The signal shown in the diagram given above is known as the carrier, and it has no voice information embedded in the waveform. Hams use carriers for communication, and that mode of operation is known as CW or continuous wave. The carrier is broken into pieces, and various combinations are interpreted as alphabet letters, numbers, and punctuation characters. For example, the letter "A" is a short piece of carrier followed by a longer piece of carrier. The short pieces are called "dit" and the longer pieces are called "dah". The letter "A" is thus "dit dah", where a "dah" is approximately three times as long as a "dit". Technically, CW is not a form of modulation. It is included here as a quasi-modulation, because it is a common mode of operation, and the combinations of "dit" and "dah" give information from the sender.

If voice information is to be transmitted, the voice information, which is at a much lower frequency than the carrier, is superimposed onto the carrier. Several types of modulation are used by hams.

AM

The original modulation is "amplitude modulation", where the audio voice signals change the amplitude of the carrier, as shown in the following diagram.

 

However, AM not only changes the amplitude of the carrier, it creates two new signals, called sidebands. These sidebands are at the (frequency of the carrier + the frequency of the audio signal), and the (frequency of the carrier - the frequency of the audio signal). This means that the AM signal is relatively wide and thus uses up considerable amounts of the radio spectrum. The carrier and the two sidebands are shown in the following diagram.

FM

AM is not the only form of modulation used by radio hams. Instead of changing the amplitude to convey voice information, the frequency of the carrier can be varied and the amplitude is held constant.
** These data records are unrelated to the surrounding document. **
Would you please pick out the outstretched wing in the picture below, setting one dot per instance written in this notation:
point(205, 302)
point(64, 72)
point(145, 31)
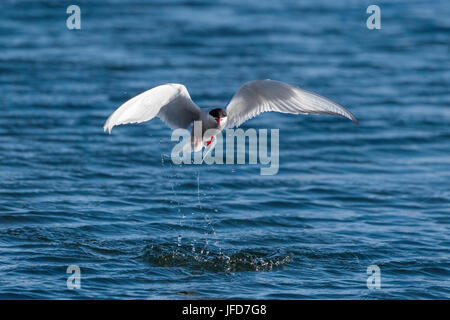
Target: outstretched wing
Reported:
point(169, 102)
point(260, 96)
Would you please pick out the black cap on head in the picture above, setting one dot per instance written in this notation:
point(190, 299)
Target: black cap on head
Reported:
point(218, 113)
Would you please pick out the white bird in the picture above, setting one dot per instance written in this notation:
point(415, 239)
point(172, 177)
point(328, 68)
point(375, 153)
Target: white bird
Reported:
point(172, 104)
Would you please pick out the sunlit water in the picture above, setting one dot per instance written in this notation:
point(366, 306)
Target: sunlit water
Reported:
point(138, 226)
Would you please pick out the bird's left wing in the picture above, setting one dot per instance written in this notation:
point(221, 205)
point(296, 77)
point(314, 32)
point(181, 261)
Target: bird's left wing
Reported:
point(260, 96)
point(169, 102)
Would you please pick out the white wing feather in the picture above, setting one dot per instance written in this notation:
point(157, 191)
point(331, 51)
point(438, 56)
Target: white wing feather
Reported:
point(169, 102)
point(260, 96)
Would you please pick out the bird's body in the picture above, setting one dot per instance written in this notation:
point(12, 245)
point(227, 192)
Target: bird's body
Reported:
point(172, 104)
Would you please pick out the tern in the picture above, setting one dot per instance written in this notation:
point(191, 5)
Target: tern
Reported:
point(172, 104)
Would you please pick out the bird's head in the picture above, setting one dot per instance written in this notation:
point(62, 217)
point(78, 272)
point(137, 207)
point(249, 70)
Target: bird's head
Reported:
point(220, 115)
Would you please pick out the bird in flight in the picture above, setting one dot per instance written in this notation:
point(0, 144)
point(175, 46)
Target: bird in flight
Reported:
point(173, 104)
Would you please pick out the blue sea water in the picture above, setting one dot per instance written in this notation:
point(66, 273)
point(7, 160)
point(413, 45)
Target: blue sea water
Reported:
point(138, 226)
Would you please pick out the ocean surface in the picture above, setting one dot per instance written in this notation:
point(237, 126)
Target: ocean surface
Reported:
point(140, 227)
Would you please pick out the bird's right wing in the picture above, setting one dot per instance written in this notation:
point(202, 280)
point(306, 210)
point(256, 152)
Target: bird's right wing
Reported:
point(260, 96)
point(169, 102)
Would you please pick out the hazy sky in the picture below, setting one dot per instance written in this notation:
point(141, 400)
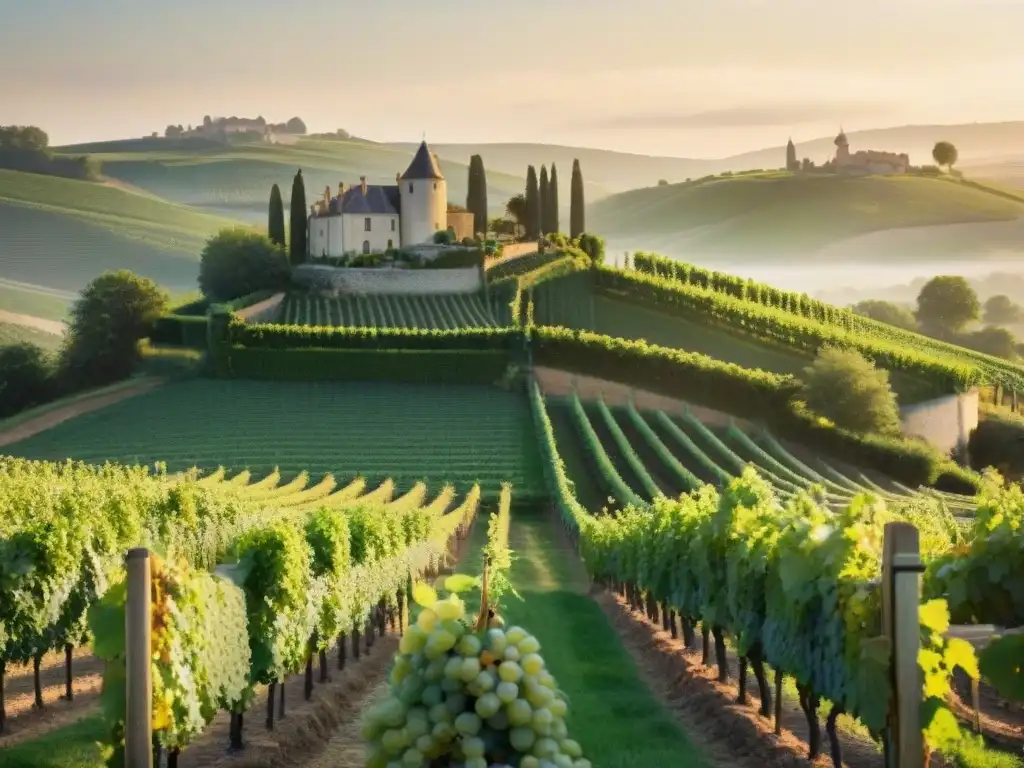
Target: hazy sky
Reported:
point(690, 78)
This is depicted in the following diagram, where changes in frequency are shown as changes in wavelength.

 

The Federal Communications Commission realized that FM voice signals could be narrower than FM music signals, and amateur radio equipment is limited by law to narrow-band FM.

SSB

Radio engineers realized that to convey information, the radio signal could half the bandwidth required by the AM signal, and in the late 1950s, a new form of modulation was introduced that was called single sideband or SSB. The equipment performed AM modulation and then deleted the carrier and the upper sideband. Only the lower sideband was transmitted, resulting in a narrower signal and a more efficient use of the radio spectrum. Since the carrier isn't transmitted, it is necessary that SSB receivers introduce an artificial carrier onto the signal. My old SX-76 AM receiver couldn't superimpose an artificial carrier, and I had to use the beat-frequency oscillator (BFO) that was used to copy CW to introduce an artificial carrier. In other words, I used my receiver as if I were copying CW, and I adjusted the BFO until the voice was intelligible.

Digital

The advent of computers meant that digital technology could be used to transmit information. I've never studied this technology and can't comment on it except to say that information can be sent with an extremely narrow bandwidth. In fact, some countries, Norway for example, are giving up on FM and are converting all commercial stations to digital.

Frequency Allocations

To help people talk about frequencies, the frequencies have been grouped into very broad categories, as follows.

HF   - Frequencies below 30 Mhz

Radio signals affected by the Ionosphere, and contacts can be made around the world, depending on the time of day or night, and on the Ionosphere.

VHF - Frequencies from 30 Mhz to 300 Mhz

Not refracted by the Ionosphere. Contacts usually limited to the radio horizon which is usually less than 100 miles, depending on power and antenna used. Some interference occurs from reflections from trees and buildings.

UHF - Frequencies above 300 Mhz

Not refracted by the ionosphere. More interference from trees and buildings. More visual line of sight.